Ce fut celui-ci qui releva la protestation de sir Percy :

— Pour continuer à chercher, il nous aurait fallu une protection armée.

— Contre qui, mon Dieu ?

— Une tribu d’assassins. Votre précieux Khaled et ses fils. Ils attendaient que nous ayons découvert de l’or ou des bijoux ou n’importe quoi d’intéressant pour eux et nous aurions été exterminés sans pitié comme…

— Khaled ? Vous êtes fou ! Cet homme m’a toujours témoigné un dévouement total et c’est la raison pour laquelle je vous ai envoyé à lui. Vous avez dû l’offenser…

— Vous ne m’avez pas laissé finir ma phrase, fit Adalbert avec une douceur factice. J’allais dire comme ils ont assassiné une femme que vous devez connaître, dès l’instant où elle venait de découvrir une partie du trésor d’Hérode le Grand.

De pâle, le visage de l’archéologue devint gris :

— Kypros ?… Vous avez vu Kypros ?… Elle était donc là-bas ?

— Elle y était. Khaled, qui la détestait, nous avait dit qu’elle venait parfois à Massada. Environ deux fois l’an…

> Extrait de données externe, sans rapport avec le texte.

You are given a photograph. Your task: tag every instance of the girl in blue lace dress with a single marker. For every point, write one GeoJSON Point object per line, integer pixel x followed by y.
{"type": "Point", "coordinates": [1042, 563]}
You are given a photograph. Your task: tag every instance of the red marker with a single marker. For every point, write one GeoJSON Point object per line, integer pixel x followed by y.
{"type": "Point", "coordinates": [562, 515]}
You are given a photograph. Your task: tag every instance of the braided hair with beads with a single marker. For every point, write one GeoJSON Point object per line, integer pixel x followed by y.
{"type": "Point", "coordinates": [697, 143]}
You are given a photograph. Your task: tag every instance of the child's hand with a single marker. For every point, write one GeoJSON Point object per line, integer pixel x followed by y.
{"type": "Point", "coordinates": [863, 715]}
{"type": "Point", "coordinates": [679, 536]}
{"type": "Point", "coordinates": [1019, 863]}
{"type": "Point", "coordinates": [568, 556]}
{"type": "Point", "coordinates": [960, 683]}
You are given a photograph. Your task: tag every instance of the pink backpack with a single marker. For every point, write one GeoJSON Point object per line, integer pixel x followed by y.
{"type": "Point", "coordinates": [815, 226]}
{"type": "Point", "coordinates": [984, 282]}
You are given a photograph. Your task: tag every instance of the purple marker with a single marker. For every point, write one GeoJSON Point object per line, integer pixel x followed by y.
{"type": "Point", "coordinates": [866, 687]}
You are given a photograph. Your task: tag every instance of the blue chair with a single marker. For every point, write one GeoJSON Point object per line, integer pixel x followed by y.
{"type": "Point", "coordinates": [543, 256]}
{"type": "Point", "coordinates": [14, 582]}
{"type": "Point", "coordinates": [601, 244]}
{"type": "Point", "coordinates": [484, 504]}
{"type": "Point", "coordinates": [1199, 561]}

— Au moment des solstices sans doute, murmura sir Percy comme pour lui-même…

— Cette fois, dit Aldo, elle ne repartira plus jamais. Nous avons enfermé son corps mutilé dans la seconde partie de la grotte qu’elle habitait mais, avant de mourir, elle a eu le temps de nommer ses assassins.

— Comment est-elle morte ?

— Éventrée. Afin d’adoucir ses derniers instants, mon ami Vidal-Pellicorne lui a injecté de la morphine…

— Racontez-moi cela en détail !

La voix de sir Percy était aussi décolorée que sa figure et il ne souffla plus mot tandis qu’Adalbert lui faisait le récit de leur séjour, de leurs rencontres avec cette femme qu’ils croyaient presque sauvage et de ce qui s’était passé la nuit précédant leur départ clandestin.